The cloud is another area where recent news points out the universal tendency to over-hype every development beyond the reach of any possible fulfillment. Research is now showing that even SMBs aren’t jumping to the cloud as fast as many believed. Part of the reason is that the hype wave hasn’t really built any level of buyer literacy, and part is that the costs are higher than most SMBs expected and the benefits lower. My own research shows that SMBs’ own estimates of cloud adoption have been based on the presumption that they’d get Internet-based applications for nothing. That’s an easy benefit case to make, but not a very plausible one to present as a seller.
A final issue is growing evidence that “entitlements” are more of a problem than we thought.
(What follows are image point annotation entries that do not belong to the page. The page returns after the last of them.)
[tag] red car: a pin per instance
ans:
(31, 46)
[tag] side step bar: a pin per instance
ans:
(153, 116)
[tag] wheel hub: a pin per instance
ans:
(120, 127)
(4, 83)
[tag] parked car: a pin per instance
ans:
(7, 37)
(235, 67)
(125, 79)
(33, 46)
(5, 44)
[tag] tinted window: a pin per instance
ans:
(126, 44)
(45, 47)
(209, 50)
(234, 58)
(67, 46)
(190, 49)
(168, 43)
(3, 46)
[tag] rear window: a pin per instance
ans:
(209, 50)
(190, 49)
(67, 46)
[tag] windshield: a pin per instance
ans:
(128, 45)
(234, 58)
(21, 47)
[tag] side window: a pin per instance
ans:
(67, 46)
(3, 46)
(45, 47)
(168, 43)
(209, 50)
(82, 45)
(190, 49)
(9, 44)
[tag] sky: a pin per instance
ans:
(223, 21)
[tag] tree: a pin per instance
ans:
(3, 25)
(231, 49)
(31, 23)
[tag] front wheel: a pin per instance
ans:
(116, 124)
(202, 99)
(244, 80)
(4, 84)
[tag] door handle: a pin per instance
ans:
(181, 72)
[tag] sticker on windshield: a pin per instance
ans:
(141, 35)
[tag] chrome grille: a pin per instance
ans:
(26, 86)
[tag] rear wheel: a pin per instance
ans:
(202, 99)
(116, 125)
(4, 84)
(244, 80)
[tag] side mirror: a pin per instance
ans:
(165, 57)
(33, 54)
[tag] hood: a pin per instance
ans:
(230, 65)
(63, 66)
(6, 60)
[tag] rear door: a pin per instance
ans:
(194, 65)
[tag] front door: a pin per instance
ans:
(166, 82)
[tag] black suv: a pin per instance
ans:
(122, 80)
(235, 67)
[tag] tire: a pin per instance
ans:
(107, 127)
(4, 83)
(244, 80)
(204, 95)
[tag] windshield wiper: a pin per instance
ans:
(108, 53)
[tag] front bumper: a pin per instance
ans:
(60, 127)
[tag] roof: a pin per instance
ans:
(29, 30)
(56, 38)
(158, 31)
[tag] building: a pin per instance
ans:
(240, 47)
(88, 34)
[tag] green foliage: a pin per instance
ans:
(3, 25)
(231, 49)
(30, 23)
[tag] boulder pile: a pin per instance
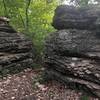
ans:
(15, 49)
(72, 54)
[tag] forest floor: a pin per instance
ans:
(26, 86)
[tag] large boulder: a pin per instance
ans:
(77, 17)
(15, 49)
(72, 55)
(74, 59)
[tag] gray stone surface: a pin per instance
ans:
(15, 50)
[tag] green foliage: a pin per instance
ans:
(32, 17)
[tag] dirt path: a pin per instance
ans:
(22, 86)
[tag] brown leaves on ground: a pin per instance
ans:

No, I don’t mean that Social Security or Medicare is less financial stable (how could they be without collapsing?), I mean that we’re also seeing unrealistic assumptions about other pension and retirement health care plans coming under pressure. Pew estimates that state pension fund deficits have increased by over 25%, and there has already been a political battle to curb the traditionally generous retirement benefits of government workers. It will be much harder to talk about changes to “public” programs like Social Security while you continue to fund more generous programs for government workers.
All of modern economics is a Ponzi scheme of sorts. Bubbles in financial instruments clearly are, and so is the politics of benefits. We’d all like to believe our future is secured at no cost to our present, and in a period of strong growth that may appear to be true. More players in the classic pyramid scams delays the inevitable. We could fix the current problems in both economics and deficits/shortfalls by creating financial regulations that forced capital to work in partnership with labor and raw materials to create wealth. Instead we’ve worked to figure out how to make capital an end unto itself. That’s inherently the biggest Ponzi scheme of all.